The report said that life reinsurers are the most prominent users of captives. The report also made clear that mutual life insurance companies, “immune from shareholder pressures to improve returns on capital, are noticeably absent from the list of insurers using captives.”
The Moody’s report said captives help life insurers manage the regulatory volatility of reserve and capital requirements associated with variable annuity guarantees. Although U.S. statutory reporting has more of a focus on balance sheets than income statements, there are also some statutory income benefits, according to Scott Robinson, a senior vice president at Moody’s and author of the report.
“These practices undermine the conservatism U.S. regulators have embedded in their reserving and capital regimes,” Robinson said in the report.

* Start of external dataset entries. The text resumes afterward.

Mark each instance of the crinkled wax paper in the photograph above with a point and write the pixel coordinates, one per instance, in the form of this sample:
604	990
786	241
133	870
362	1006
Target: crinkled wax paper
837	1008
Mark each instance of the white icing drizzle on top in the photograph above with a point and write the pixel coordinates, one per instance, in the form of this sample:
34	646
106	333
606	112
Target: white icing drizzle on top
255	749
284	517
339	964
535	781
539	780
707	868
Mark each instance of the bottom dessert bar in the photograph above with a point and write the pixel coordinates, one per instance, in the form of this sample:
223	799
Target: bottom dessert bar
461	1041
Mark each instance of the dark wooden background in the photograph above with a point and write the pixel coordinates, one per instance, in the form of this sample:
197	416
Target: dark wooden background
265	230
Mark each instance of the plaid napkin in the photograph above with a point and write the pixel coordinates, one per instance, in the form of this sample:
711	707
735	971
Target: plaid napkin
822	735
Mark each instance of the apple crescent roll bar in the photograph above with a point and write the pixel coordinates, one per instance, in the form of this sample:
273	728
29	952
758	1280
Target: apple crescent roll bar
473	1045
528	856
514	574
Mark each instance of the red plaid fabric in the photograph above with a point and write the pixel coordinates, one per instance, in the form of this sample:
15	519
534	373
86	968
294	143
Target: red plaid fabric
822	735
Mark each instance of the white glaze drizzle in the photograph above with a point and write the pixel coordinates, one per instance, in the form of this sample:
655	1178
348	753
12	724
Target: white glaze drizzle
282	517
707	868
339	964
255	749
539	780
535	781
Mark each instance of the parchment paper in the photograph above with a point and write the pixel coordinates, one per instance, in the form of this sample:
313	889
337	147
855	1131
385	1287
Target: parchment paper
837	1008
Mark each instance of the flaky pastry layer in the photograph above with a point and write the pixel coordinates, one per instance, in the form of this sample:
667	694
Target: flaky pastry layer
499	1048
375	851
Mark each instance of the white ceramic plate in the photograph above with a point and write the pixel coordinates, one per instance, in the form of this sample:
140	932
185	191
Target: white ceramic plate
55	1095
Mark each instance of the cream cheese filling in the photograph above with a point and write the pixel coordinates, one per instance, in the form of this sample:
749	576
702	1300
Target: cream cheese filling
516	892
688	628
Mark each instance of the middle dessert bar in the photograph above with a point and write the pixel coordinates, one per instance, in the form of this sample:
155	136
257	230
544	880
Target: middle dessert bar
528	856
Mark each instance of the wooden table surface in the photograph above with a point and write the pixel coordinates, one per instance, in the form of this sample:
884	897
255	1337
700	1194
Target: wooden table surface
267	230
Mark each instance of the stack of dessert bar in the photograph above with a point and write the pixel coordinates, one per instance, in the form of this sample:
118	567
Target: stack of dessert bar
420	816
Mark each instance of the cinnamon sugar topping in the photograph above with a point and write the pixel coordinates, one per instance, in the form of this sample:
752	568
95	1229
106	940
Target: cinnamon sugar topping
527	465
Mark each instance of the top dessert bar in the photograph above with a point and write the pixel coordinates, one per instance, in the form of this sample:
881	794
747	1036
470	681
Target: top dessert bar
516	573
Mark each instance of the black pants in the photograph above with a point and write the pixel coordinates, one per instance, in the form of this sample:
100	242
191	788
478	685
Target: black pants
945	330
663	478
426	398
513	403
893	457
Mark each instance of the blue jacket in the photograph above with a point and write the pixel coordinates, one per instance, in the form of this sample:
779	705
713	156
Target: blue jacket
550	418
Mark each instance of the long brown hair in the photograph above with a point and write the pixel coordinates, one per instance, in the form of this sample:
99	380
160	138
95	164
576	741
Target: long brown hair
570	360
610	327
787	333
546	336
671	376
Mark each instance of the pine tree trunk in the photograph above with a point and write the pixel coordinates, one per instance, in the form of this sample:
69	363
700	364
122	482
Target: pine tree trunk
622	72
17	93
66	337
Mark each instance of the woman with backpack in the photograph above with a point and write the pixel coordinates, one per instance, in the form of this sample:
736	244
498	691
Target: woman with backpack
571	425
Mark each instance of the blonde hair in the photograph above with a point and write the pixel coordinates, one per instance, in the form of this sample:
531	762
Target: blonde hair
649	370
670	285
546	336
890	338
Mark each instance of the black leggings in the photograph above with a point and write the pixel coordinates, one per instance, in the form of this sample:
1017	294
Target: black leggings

He said life insurers use captives because it enables them to operate in jurisdictions with weaker regulatory standards, both inside and outside the U.S. “This facilitates their ability to operate more freely, with less scrutiny over activities such as investment risk, Robinson said.
In seeking to explain the reason for rating agencies’ concern, Moody’s analysts calculate that use of captives in the aggregate equates to approximately 85 percent of industry capital and surplus.
“In aggregate, a greater reliance on captives by the industry creates overall negative credit pressure, and these practices undermine the conservatism U.S. regulators have embedded in their reserving and capital regimes,” Robinson said.
Robinson explained his concerns about the overall impact by saying that as of the end of 2012, the life industry reported approximately $169 billion of general account reserve credit for business ceded to unauthorized affiliates. Additionally, life insurers had entered into about $155 billion of modified coinsurance (modco) treaties on general account business with unauthorized affiliates, the report said.
While modco transactions do not provide reserve relief, they provide some capital benefits to the ceding company, Robinson said. Hence, in total, the industry received more than $324 billion, or approximately 12 percent of total reserves, of “relief” in aggregate, he said.